CAPE CANAVERAL, Fla. – Boeing is assessing multiple launch dates in August to try again to send its Starliner spacecraft on a test spaceflight to the International Space Station.
The orbital flight test 2 (OFT-2) launch was scrubbed Aug. 3, hours before the ULA Atlas V rocket was set to liftoff from Cape Canaveral. Boeing said engineers monitoring the status of the spacecraft detected an unexpected valve position in the propulsion system. According to NASA, the valves connect to thrusters that enable emergency abort and maneuvering while the spacecraft is in orbit.
Since the scrub, the rocket was rolled back into the ULA hangar, where teams continue to resolve the problem.
According to an update Monday from Boeing, the propulsion system valves did not open as designed last week during pre-launch checks. After inspecting the affected hardware, there were no signs of damage or external corrosion, according to Boeing.
Seven of the system’s 13 valves are operating normally and teams are working to get the remaining valves working as they were designed, according to the update.
Aerojet Rocketdyne, the manufacture of the valves, is also working with Boeing on the issue.
“Boeing is working a systematic plan to open the affected valves, demonstrate repeatable system performance and verify the root cause of the issue before returning Starliner to the launchpad for its Orbital Flight Test-2 mission,” the company said in a statement.

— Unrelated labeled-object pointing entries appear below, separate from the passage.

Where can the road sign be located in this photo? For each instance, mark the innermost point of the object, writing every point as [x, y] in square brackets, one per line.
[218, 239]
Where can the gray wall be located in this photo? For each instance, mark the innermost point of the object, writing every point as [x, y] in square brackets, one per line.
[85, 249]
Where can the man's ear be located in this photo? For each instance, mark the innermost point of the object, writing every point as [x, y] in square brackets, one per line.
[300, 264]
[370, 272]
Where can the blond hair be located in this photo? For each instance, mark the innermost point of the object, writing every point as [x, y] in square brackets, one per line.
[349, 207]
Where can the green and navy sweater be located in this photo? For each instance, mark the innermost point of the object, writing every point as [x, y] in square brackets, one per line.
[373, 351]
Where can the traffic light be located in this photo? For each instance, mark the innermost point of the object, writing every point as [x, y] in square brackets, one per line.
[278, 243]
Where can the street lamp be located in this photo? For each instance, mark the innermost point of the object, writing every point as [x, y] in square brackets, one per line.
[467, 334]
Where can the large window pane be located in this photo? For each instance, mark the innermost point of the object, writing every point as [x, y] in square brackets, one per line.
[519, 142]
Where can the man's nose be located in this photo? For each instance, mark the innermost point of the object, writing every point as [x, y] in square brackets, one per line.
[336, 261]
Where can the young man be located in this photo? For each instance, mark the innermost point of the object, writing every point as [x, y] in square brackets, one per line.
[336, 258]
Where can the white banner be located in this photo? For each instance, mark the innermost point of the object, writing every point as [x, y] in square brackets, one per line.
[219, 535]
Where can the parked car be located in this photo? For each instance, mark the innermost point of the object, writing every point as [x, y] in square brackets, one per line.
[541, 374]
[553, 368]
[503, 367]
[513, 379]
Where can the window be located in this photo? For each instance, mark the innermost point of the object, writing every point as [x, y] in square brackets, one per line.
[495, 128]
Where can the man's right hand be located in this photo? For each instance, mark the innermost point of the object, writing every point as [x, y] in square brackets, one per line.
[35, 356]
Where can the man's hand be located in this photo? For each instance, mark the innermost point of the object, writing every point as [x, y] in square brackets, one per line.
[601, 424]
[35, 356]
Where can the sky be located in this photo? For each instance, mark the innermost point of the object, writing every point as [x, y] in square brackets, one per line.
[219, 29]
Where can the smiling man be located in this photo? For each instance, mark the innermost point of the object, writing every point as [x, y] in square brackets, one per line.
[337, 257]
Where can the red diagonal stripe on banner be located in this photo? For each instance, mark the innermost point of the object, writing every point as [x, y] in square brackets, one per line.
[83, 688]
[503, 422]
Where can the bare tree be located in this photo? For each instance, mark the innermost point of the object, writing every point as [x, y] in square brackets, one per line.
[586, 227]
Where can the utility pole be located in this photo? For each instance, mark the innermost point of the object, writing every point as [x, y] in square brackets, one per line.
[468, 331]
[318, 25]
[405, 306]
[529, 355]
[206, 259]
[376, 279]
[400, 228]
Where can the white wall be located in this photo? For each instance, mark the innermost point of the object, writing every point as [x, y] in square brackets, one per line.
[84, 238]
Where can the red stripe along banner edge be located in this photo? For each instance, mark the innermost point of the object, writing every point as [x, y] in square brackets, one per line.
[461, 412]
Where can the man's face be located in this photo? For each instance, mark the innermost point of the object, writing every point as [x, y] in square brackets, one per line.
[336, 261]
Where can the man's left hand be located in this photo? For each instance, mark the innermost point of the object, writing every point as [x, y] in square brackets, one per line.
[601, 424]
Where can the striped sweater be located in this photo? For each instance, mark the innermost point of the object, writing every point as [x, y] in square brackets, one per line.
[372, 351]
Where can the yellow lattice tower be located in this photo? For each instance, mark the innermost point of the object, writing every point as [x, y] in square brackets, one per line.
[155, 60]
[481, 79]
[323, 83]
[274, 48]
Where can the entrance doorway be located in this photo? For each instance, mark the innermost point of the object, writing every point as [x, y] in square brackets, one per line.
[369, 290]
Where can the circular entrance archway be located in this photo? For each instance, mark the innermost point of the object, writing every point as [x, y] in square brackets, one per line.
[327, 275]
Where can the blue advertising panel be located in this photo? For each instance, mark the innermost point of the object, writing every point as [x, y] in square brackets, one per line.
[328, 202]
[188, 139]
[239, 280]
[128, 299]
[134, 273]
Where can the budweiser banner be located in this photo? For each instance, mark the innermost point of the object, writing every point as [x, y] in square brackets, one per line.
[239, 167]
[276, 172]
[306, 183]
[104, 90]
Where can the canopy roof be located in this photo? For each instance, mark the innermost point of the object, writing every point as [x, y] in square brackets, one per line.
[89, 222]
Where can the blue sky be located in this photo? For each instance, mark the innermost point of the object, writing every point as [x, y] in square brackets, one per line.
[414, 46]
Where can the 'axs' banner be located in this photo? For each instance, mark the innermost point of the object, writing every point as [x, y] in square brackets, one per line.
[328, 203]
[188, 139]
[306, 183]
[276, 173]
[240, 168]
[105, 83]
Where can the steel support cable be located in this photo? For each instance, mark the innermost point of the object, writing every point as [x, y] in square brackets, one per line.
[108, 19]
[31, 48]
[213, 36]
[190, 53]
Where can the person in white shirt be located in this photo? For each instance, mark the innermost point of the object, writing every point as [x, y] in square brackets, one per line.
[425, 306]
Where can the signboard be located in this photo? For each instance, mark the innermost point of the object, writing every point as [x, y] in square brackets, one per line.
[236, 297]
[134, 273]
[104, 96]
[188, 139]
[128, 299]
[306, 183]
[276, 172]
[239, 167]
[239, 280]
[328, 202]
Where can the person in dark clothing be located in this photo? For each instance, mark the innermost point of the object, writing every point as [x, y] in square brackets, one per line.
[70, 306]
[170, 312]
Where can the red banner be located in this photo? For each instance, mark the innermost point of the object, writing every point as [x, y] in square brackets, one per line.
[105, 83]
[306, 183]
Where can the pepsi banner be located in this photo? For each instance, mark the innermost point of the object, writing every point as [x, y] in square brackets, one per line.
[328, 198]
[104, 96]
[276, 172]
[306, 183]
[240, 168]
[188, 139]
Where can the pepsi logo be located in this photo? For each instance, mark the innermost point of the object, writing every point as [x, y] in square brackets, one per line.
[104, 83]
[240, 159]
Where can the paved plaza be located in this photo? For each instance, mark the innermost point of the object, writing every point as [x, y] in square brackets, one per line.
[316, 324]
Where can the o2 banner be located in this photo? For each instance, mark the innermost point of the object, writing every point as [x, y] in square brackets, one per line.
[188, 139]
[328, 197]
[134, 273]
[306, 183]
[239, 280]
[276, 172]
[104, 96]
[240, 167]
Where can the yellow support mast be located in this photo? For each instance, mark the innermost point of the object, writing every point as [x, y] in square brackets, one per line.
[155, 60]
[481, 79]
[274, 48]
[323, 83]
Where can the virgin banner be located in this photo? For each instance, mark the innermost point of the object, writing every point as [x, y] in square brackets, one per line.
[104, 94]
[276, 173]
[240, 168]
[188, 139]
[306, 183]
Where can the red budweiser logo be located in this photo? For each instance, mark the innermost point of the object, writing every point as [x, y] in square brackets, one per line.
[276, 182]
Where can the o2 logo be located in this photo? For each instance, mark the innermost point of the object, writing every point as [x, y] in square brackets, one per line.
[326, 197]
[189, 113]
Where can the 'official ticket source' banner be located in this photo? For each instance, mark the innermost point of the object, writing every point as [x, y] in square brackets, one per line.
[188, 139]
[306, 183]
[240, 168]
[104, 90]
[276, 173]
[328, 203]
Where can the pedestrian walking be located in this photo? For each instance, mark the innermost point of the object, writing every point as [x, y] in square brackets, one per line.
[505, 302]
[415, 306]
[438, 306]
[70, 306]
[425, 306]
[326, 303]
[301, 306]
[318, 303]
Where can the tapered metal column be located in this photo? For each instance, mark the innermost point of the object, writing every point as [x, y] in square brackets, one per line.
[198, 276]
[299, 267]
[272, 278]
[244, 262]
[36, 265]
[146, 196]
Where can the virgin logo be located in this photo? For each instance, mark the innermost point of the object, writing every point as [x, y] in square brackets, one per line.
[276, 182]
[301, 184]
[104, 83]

Boeing is working with ULA and NASA to determine the next launch opportunity for August. According to NASA, the earliest available launch date is in mid-August.
“In the coming days, NASA and Boeing will continue work to bring all affected valves into the proper configuration,” NASA said in an update. “If all valve functionality can be restored and root cause identified, NASA will work with Boeing to determine a path to flight for the important uncrewed mission to the space station.”
This will be the second time Boeing attempts the OFT for Starliner as it works to certify the spacecraft to fly NASA astronauts as part of the agency’s commercial crew program. The uncrewed test flight will examine Starliner’s end-to-end capabilities to launch and dock at the International Space Station before returning to Earth for landing in New Mexico.
If the test goes well, the next time Starliner launches to space there will be three NASA astronauts onboard and the U.S. space agency will have two commercial rides for humans to space. SpaceX has successfully delivered three crews of astronauts to the ISS since last summer, also as part of the commercial crew program.